Test statistic D is less than the critical value. In other words, H0 cannot be rejected . The above analysis can be run by scipy.stats.kstest(). This function returns test statistics and p-value. The results of this function show a very high p-value relative to the significance level, so the same conclusion is made.

statics1, pVal1=stats.kstest(naN2, 'norm')
print(f'statistics: {round(statics1, 3)}, critical value:{round(pVal1, 3)}')
statistics: 0.066, critical value:0.065

2) vix data

vixN=(vix-vix.mean())/vix.std()
vixN2=np.sort(vixN) # sorting
np.around(vixN2, 4)[:3]

array([-2.8079, -2.4982, -2.3345])

emCDF=[]
N=len(vixN2)  # sample size
for i in range(N): 
    emCDF.append((i+1)/N) 
np.around(emCDF[:3],3)

array([0.003, 0.005, 0.008])

norCDF=[stats.norm.cdf(i) for i in vixN2]
np.around(norCDF[:3],3)
array([0.002, 0.006, 0.01 ])
D=np.max(abs(np.array(emCDF)-np.array(norCDF))) 
print(f'statistics: {round(D,3)}')

statistics: 0.1

crit=1.36/np.sqrt(N)
print(f'critical value: {round(crit,3)}')

critical value: 0.068

statics, pVal=stats.kstest(vixN2, 'norm')
print(f'statistics: {round(statics, 3)}, critical value:{round(pVal, 3)}')

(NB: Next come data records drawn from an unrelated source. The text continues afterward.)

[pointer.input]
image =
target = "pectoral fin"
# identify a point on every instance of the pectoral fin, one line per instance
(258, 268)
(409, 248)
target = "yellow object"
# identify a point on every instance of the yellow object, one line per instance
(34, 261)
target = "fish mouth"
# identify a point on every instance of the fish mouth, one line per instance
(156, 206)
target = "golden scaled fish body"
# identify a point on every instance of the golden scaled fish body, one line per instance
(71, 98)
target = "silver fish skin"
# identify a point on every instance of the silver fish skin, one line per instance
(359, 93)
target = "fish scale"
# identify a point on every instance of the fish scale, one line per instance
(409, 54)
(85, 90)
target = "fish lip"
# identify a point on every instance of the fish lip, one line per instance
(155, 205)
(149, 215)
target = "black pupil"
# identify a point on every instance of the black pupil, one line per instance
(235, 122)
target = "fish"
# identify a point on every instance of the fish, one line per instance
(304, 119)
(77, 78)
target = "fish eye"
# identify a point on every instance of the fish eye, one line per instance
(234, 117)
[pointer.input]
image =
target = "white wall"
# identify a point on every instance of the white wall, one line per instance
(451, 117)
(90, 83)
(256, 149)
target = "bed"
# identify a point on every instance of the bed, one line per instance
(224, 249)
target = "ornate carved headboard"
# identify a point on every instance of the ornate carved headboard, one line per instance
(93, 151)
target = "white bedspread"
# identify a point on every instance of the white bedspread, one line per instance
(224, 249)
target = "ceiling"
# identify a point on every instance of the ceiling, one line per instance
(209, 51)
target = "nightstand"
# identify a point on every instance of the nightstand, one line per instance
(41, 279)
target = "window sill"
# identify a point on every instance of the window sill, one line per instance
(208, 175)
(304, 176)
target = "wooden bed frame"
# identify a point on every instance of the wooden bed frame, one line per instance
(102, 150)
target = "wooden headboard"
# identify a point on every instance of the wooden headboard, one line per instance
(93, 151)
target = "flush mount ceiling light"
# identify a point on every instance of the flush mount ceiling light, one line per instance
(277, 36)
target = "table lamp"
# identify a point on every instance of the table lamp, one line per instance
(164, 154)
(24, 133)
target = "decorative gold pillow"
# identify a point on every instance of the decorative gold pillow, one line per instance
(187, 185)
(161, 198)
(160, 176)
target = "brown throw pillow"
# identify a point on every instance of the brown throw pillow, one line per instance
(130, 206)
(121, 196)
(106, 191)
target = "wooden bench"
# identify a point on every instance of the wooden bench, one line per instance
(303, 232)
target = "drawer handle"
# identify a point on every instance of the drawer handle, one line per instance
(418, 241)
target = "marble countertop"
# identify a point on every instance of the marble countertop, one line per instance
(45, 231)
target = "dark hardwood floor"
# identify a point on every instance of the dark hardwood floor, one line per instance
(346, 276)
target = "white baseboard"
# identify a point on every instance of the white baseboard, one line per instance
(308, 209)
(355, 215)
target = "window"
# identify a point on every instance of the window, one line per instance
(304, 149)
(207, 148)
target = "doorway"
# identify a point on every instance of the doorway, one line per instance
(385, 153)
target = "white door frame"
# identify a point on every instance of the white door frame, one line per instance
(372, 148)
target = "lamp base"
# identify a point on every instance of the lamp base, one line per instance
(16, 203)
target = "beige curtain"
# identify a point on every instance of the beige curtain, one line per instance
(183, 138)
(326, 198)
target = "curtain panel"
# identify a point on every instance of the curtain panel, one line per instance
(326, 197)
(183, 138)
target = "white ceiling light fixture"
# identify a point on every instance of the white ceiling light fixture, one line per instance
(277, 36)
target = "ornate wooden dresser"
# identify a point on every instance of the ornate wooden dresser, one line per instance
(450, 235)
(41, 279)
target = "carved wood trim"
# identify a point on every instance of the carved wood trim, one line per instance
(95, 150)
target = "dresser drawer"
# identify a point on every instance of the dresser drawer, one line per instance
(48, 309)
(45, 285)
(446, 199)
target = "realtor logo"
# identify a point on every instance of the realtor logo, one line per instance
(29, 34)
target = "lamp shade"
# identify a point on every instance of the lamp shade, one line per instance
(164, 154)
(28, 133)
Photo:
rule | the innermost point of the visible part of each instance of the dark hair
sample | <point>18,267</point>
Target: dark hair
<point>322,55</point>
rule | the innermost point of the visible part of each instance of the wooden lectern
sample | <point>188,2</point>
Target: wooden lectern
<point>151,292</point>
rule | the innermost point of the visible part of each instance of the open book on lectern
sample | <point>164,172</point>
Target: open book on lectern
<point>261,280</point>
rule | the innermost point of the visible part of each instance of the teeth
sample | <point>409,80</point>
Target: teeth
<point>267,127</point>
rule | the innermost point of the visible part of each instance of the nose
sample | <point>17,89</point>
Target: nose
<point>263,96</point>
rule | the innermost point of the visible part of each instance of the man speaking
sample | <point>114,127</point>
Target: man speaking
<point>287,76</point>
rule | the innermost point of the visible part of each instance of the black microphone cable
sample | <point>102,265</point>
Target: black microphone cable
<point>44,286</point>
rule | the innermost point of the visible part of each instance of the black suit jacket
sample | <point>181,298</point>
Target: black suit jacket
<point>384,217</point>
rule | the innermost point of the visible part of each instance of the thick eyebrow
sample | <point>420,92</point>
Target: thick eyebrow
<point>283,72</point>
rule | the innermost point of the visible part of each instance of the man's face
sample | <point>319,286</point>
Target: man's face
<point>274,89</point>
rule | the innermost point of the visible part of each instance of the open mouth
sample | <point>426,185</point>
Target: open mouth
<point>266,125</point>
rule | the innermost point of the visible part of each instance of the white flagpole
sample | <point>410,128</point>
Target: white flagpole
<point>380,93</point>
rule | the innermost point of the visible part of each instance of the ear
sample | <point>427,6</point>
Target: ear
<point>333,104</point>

statistics: 0.1, critical value:0.001

D > critical value, so the null hypothesis can be rejected. This result is the same as the result by p-value of stats.kstest().

Figure 3 shows the standard normal and experience cumulative distributions for na and vix.

plt.figure(figsize=(10, 4))
plt.subplot(1,2,1)
plt.plot(naN2, emCDF1, color="blue", label="emCDF")
plt.plot(naN2, norCDF1, color="red", label="norCDF")
plt.xlabel("X", size="13")
plt.ylabel("Cumul. Prob.", size="13")
plt.legend(loc="best")
plt.title("Nasdaq K-S Test", size="14")
plt.subplot(1,2,2)
plt.plot(vixN2, emCDF, color="blue", label="emCDF")
plt.plot(vixN2, norCDF, color="red", label="norCDF")
plt.xlabel("X", size="13")
plt.legend(loc="best")
plt.title("VIX K-S Test", size="14")
plt.show()

Figure 3. Experience cumulative distribution and normal cumulative distribution of the daily variation of nasdaq and vix over a period of time.

Generally, shapiro tests are very conservative compared to other methods and are useful in small-scale materials, but are size sensitive for larger than a certain size.